Нулевой Архетип - страница 11



Кейн подняла на Атреса неверящий взгляд, увидела его глаза прямо напротив – черные, прищуренные от боли – и поняла, что нашла.

Камертоном было сердце.

Кейн потянула этот звук к себе, в себя, сквозь Мираж и какофонию. Он был четкий и безусловный, этот звук, очень земной и от того неодолимый. Он упорядочивал, прогонял заразу, не оставляя ничего, кроме себя. Стало очень тихо, где-то на границе сознания затихала буря, засыпала валькирия, перерождаясь во что-то новое, совсем другое, звучащее совершенно иначе.

– Я знаю кто вы, – хотела сказать Атресу Кейн. – Я знаю, почему вы звучите, как схема.

Губы не слушались, мир отдалялся все больше. Мираж засасывал в себя, убаюкивал, как сладкий черный океан. Нужно было держаться, но все стало пустым и неважным, Кейн видела себя на самой поверхности, и слои в глубине, и присутствие того самого древнего Нулевого Архетипа.

– …вернуться! Кейн, вы должны вернуться….К…йн…

Кейн зацепилась взглядом за лицо Атреса совсем близко, за его глаза, за нахмуренные брови.

Точка смещения, ей нужна была точка смещения.

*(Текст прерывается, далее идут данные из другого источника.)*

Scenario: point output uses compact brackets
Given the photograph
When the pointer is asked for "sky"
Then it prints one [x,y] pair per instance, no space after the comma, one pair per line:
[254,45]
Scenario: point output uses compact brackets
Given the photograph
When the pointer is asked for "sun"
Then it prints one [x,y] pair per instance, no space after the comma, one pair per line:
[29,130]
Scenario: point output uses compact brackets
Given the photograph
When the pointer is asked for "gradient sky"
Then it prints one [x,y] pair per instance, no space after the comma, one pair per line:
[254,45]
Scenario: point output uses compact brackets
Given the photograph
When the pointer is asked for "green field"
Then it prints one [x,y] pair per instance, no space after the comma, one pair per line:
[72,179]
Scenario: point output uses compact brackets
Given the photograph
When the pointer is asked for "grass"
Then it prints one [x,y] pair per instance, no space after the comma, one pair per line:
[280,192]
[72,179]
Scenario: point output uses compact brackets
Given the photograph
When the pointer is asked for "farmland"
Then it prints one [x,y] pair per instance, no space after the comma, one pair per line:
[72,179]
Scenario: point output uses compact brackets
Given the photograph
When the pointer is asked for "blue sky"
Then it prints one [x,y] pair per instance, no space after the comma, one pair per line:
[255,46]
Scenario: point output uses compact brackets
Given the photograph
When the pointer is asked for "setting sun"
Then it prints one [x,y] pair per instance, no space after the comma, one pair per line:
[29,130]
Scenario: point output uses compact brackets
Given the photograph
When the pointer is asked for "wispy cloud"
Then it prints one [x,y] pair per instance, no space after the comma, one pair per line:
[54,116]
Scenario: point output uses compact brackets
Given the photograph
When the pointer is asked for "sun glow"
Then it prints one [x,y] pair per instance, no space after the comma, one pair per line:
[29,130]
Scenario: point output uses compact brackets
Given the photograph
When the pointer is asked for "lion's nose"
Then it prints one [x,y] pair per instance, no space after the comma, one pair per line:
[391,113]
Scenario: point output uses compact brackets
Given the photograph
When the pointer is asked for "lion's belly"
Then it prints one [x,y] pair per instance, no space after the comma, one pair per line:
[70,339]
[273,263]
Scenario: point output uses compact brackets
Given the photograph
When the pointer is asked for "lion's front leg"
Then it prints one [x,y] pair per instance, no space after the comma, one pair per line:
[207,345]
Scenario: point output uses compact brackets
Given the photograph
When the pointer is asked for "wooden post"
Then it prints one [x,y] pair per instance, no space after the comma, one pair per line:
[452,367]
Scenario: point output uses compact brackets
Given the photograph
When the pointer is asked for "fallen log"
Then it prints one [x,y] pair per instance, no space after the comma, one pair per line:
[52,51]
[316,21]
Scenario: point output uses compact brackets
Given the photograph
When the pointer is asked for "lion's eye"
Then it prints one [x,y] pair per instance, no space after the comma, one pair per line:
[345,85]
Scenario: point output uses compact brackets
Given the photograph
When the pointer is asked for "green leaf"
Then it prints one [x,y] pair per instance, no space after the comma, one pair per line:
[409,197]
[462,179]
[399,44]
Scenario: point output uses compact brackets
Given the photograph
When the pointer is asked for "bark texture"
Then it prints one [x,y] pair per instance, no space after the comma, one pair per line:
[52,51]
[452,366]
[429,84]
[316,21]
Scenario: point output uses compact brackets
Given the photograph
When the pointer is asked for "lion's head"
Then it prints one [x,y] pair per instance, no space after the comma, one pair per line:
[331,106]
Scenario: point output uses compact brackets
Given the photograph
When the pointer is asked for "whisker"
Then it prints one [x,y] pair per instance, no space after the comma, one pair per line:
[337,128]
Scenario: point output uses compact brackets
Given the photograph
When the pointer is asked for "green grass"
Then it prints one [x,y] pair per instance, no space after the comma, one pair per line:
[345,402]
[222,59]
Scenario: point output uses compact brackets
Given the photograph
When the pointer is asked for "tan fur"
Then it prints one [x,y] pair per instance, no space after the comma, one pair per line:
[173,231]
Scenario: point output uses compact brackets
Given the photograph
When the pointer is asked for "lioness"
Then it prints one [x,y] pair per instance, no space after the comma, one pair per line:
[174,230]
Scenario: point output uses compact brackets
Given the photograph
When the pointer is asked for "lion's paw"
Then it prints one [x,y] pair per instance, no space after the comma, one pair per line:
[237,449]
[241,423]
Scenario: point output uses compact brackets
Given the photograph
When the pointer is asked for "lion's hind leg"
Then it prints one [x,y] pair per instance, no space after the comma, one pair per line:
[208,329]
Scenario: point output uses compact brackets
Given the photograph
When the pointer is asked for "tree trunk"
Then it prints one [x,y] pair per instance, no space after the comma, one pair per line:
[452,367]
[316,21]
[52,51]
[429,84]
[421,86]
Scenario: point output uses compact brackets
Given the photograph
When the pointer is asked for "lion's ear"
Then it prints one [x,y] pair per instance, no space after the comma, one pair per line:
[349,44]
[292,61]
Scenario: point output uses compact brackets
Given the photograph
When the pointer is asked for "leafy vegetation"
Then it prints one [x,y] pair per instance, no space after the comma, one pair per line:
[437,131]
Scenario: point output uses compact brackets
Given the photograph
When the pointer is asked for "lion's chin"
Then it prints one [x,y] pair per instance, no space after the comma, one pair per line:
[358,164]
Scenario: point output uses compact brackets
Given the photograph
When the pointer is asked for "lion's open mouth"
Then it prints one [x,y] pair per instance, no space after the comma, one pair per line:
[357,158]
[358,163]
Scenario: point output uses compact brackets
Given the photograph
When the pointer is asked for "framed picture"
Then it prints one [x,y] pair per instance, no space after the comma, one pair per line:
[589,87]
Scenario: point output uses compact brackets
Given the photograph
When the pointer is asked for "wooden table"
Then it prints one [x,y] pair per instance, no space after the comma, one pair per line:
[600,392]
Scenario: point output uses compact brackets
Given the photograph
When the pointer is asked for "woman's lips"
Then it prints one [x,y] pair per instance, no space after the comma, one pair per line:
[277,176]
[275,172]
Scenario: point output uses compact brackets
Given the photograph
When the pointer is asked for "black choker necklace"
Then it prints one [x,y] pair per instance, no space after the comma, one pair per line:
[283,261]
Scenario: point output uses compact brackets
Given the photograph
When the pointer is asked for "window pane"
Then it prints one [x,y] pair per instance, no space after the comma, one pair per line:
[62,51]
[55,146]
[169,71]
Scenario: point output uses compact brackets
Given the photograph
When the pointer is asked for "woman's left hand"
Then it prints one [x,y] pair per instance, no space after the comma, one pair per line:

Глаза у Атреса были совершенно черные, страшные, будто провалы дула. На секунду в них единственным мазком цвета отразилось красное яблоко.

Что-то внутри со щелчком встало на место, Мираж схлынул, Кейн сделала еще один судорожный вдох и потеряла сознание.

* * *

Ей снилась валькирия, она протягивала на ладони красное яблоко, но когда Кейн уже собиралась взять его, яблоко превращалось в карманные часы с резной крышкой. Где-то на границе восприятия расстилался океан Миража, образы всплывали с его поверхности и снова опускались вглубь, ниже и ниже, должно быть, к самому дну, к Нулевому Архетипу.

Часть сознания Кейн понимала, что это всего лишь сон, и он то стирался до черноты, то вновь обретал странную четкость, резал глаза.

Кейн пришла в себя будто от вспышки.

– …шок… в-званный… перенапряжение архетипа… – голос звучал сухо и спокойно, совсем рядом, царапал голову изнутри. Кейн хотела сказать ему, чтобы он замолчал.

Медленно она открыла глаза.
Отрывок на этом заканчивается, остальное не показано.